Nach Sachlage der Amnesty International vorliegenden Informationen handelt es sich bei Hossein Ronaghi Maleki um einen Gewissensgefangenen, der allein wegen der friedlichen Ausübung seines Rechts auf Ausdrucksfreiheit festgehalten wird. Die Organisation fordert seine umgehende und bedingungslose Freilassung.
Cyber-Krieg trifft Iran
Der Angriff der Malware „Flame“ auf Computer des Ölministeriums, der zu einer vollständigen Abkopplung des Computersystems des Ministeriums vom Internet führte, dominierte letzte Woche Teile der iranischen Nachrichten. Die iranische Cyber-Polizei hat die Bedrohung eigenen Angaben zufolge im Griff, während das Koordinationszentrum für Computernotfälle mitteilt: „Angesichts des Komplexitätsgrades und der fortgeschrittenen Funktionalität, aber auch der ähnlichen Zielsetzung dieser Malware kann es sich sehr wahrscheinlich um ein neues Produkt der Art von Stuxnet und Duqu handeln.“
Bemerkenswert an „Flame“ ist die Dauer seiner Online-Aktivitäten, bei denen vermutlich Informationen von iranischen Computern gestohlen wurden. Die russische Firma Kaspersky wird von der Nachrichtenagentur IRNA mit den Worten zitiert, die Malware sei „seit mehr als 5 Jahren aktiv“.
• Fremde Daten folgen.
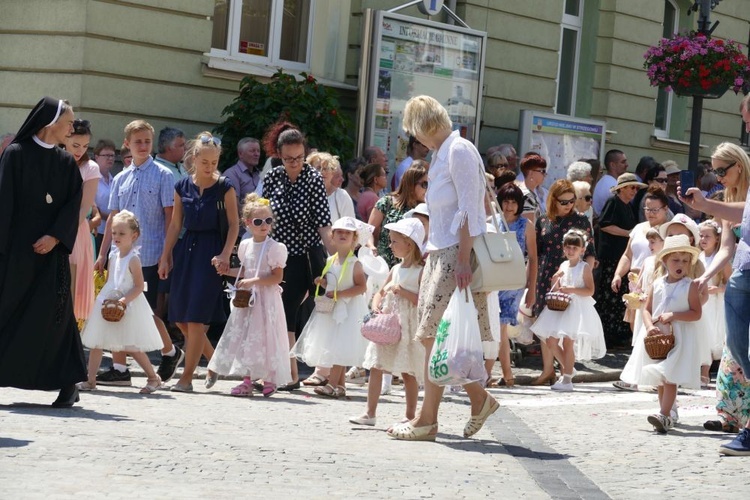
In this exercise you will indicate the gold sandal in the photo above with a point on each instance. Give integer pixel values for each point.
(407, 432)
(476, 422)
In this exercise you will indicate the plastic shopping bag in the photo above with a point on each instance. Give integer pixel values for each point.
(456, 356)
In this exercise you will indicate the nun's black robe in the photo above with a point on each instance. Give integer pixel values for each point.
(40, 346)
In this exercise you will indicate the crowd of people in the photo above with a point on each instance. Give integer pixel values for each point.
(309, 249)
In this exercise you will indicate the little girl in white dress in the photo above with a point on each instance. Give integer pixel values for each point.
(136, 332)
(673, 304)
(399, 294)
(578, 328)
(255, 344)
(333, 339)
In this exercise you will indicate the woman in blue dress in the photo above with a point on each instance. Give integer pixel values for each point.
(510, 199)
(200, 256)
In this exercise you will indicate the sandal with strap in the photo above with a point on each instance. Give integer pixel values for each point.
(315, 380)
(152, 385)
(476, 422)
(407, 432)
(242, 390)
(325, 390)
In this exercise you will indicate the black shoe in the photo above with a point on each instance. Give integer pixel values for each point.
(289, 387)
(169, 365)
(68, 397)
(114, 377)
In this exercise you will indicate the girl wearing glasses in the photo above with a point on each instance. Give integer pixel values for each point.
(200, 256)
(255, 341)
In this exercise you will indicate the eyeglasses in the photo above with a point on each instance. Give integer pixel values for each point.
(722, 171)
(259, 222)
(296, 159)
(205, 139)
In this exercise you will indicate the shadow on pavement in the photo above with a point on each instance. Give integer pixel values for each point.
(13, 443)
(48, 411)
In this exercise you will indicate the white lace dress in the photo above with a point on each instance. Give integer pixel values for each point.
(255, 341)
(682, 366)
(334, 338)
(406, 356)
(579, 321)
(136, 331)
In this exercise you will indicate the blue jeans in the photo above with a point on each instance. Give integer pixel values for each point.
(737, 305)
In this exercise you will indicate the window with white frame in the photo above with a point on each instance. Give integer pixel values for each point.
(570, 48)
(271, 33)
(663, 98)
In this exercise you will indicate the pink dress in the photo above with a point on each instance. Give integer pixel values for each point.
(255, 341)
(82, 256)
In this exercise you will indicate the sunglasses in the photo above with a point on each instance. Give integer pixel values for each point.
(205, 139)
(722, 171)
(259, 222)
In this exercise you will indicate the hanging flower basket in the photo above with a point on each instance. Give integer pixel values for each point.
(693, 64)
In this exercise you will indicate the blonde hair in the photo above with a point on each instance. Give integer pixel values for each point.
(327, 161)
(128, 218)
(202, 141)
(138, 126)
(731, 153)
(424, 116)
(253, 202)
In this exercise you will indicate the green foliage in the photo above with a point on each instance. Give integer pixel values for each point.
(306, 103)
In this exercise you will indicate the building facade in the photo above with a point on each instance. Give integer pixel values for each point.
(179, 62)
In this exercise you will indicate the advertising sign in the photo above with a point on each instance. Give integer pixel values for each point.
(560, 140)
(408, 57)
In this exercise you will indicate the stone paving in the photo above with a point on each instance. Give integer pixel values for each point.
(593, 443)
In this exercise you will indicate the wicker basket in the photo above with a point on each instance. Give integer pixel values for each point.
(557, 301)
(242, 298)
(632, 300)
(659, 345)
(113, 310)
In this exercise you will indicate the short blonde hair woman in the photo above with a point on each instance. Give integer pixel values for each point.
(454, 222)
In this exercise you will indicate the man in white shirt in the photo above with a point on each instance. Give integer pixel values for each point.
(616, 164)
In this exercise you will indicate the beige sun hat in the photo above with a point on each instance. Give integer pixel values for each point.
(685, 221)
(678, 243)
(626, 179)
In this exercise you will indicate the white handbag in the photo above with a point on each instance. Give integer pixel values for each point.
(500, 262)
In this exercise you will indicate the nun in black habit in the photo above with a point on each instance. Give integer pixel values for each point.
(40, 196)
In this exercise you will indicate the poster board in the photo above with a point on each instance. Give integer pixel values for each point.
(408, 56)
(561, 140)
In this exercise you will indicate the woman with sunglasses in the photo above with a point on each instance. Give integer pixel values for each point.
(616, 222)
(303, 223)
(732, 166)
(391, 208)
(82, 256)
(200, 256)
(561, 217)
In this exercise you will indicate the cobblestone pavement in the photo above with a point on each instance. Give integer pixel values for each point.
(593, 443)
Kaspersky beschreibt „Flame“ als eines der „bis heute ausgeklügeltsten Angriffs-Tools“. „Wir glauben, dass das Flame-Projekt nicht vor 2010 entwickelt wurde und bis heute aktiv weiter entwickelt wird.“ Dies könnte bedeuten, dass „Flame“ seit mindestens 2 Jahren unentdeckt sein Unwesen treibt.
Die Malware war in der Lage, die Kontrolle über Mikrofone der Computer zu übernehmen, Screenshots anzufertigen und Daten zu attackieren. Eingeführt wurde es über ein Thumb Drive.
Mehr über Flame:
How a Secret Cyberwar Program Worked
Companies Failed to Catch Flame and Stuxnet
Schadprogramm in Form einer Simurgh-Fälschung im Umlauf
Auf unserer persischsprachigen Seite erwähnten wir ein beliebtes Anti-Zensur-Tool (Anti-Filter-Software) mit dem Namen “Simurgh-e Sabz”.
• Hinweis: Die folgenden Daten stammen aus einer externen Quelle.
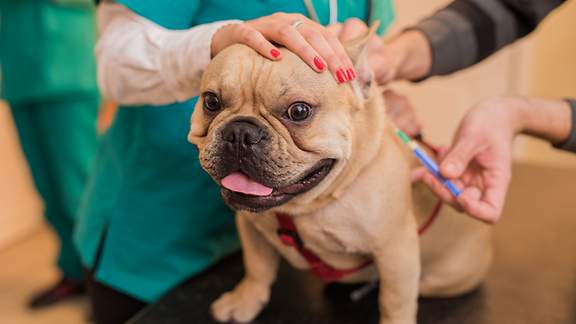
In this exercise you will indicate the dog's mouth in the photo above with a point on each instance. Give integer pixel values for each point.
(241, 192)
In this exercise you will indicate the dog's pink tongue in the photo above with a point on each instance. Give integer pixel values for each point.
(239, 182)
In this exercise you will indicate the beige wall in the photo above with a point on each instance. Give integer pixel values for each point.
(551, 62)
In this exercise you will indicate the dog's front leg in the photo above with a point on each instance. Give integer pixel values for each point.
(398, 263)
(252, 293)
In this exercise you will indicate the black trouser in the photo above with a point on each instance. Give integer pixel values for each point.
(110, 306)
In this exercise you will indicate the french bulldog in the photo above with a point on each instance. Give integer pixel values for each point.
(289, 145)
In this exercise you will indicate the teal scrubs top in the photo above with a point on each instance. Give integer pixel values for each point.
(41, 57)
(152, 217)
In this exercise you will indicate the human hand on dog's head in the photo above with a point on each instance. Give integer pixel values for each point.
(277, 133)
(406, 56)
(307, 39)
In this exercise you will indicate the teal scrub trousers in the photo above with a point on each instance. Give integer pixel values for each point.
(58, 139)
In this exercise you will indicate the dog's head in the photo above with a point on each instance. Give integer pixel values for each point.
(273, 132)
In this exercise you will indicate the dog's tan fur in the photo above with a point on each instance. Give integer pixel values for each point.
(364, 208)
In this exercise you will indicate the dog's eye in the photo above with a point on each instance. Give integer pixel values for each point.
(299, 111)
(211, 102)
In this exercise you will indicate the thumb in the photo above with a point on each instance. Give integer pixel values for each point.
(458, 157)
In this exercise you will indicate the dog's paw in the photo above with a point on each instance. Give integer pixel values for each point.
(242, 304)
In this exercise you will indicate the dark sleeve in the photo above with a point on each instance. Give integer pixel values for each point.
(570, 143)
(467, 31)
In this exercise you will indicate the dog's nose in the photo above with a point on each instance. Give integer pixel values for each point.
(244, 133)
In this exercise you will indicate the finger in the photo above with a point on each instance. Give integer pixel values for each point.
(458, 157)
(417, 174)
(473, 205)
(352, 28)
(437, 188)
(340, 51)
(335, 29)
(288, 36)
(317, 40)
(491, 202)
(254, 39)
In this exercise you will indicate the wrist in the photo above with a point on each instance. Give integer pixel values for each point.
(543, 118)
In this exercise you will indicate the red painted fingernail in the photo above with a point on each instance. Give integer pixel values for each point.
(350, 74)
(318, 62)
(275, 53)
(341, 76)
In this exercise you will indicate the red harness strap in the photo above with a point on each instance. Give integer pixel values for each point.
(288, 235)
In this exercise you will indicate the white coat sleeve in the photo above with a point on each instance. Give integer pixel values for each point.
(140, 62)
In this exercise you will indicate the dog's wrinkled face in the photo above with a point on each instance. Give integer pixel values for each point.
(270, 131)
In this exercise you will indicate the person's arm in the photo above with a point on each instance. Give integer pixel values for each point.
(140, 62)
(467, 31)
(456, 37)
(551, 120)
(480, 157)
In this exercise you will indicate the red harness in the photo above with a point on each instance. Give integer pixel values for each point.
(288, 235)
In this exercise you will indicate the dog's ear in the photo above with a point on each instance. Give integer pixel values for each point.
(358, 51)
Unter iranischen und syrischen Usern wurde jetzt eine manipulierte Version von Simurgh verbreitet, die über eine Hintertür Informationen von ihren Computern stehlen kann. Diese Informationen werden dann auf eine Remote-Site mit einer ISP in Saudi Arabien weitergeleitet. Mehr dazu gibt es in diesem Bericht.
Simurgh-e Sabz hat auf seiner Webseite eine Warnung vor dieser Bedrohung veröffentlicht.
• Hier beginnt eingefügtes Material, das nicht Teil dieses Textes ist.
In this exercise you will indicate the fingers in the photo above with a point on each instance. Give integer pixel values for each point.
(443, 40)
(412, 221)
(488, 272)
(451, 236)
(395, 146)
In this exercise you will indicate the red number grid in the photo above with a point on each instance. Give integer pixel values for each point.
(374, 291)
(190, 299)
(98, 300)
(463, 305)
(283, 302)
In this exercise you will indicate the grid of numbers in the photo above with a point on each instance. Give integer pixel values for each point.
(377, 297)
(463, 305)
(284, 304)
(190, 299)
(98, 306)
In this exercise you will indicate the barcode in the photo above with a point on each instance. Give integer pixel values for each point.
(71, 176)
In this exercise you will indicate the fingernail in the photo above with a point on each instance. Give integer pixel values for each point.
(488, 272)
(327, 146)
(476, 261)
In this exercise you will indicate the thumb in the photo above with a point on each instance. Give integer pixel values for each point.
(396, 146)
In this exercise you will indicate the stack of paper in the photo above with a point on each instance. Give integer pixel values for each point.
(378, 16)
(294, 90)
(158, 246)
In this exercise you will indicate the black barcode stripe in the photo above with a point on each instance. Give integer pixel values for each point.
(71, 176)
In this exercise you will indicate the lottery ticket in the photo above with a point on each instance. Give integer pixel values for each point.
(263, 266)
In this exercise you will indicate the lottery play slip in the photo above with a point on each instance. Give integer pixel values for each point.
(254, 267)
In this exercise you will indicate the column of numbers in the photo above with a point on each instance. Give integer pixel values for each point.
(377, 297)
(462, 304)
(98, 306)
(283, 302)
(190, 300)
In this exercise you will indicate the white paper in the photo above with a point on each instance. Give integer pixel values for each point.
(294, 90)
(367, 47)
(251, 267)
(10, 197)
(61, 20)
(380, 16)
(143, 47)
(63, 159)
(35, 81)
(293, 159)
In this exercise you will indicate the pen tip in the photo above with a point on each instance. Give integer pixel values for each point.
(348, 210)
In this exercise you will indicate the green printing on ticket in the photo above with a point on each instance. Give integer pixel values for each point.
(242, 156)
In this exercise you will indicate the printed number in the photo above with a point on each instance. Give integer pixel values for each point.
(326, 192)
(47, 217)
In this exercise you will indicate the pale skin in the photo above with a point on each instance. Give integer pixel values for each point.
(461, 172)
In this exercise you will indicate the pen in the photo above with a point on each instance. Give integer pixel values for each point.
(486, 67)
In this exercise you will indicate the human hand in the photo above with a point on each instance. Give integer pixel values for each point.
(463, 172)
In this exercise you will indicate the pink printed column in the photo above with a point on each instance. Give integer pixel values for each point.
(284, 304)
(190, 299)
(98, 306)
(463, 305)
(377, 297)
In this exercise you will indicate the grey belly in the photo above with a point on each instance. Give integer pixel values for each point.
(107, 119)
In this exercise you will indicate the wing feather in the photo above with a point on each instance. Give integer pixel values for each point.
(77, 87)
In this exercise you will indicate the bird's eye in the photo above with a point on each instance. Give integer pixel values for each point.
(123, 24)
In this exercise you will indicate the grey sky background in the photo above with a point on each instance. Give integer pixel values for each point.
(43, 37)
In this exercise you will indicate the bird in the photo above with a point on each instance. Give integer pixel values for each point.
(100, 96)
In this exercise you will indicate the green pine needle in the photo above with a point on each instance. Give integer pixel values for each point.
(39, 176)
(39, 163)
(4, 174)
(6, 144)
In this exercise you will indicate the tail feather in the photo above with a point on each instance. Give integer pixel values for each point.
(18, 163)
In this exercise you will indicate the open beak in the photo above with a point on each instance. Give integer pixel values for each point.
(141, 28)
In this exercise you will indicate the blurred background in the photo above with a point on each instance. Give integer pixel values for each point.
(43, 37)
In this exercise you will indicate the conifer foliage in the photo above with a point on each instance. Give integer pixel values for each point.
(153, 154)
„Erschießt den Abtrünnigen“

Screenshot aus dem Online-Spiel, in dem virtuelle Glaubensabfällige und insbesondere der Rapper Shahin Najafi getötet werden können.
Auch in dieser Woche gab es weiterhin Reaktionen von systemtreuen Webseiten und Offiziellen der Islamischen Republik auf den regimekritischen Rapper Shahin Najafi und seinen umstrittenen Song Naghi, der in ihren Augen Gotteslästerung ist und Najafi zu einem Glaubensabfälligen macht, der „von den Gläubigen“ hingerichtet werden muss. (Frühere Berichte über Shahin Najafi in englischer Sprache gibt es hier und hier.)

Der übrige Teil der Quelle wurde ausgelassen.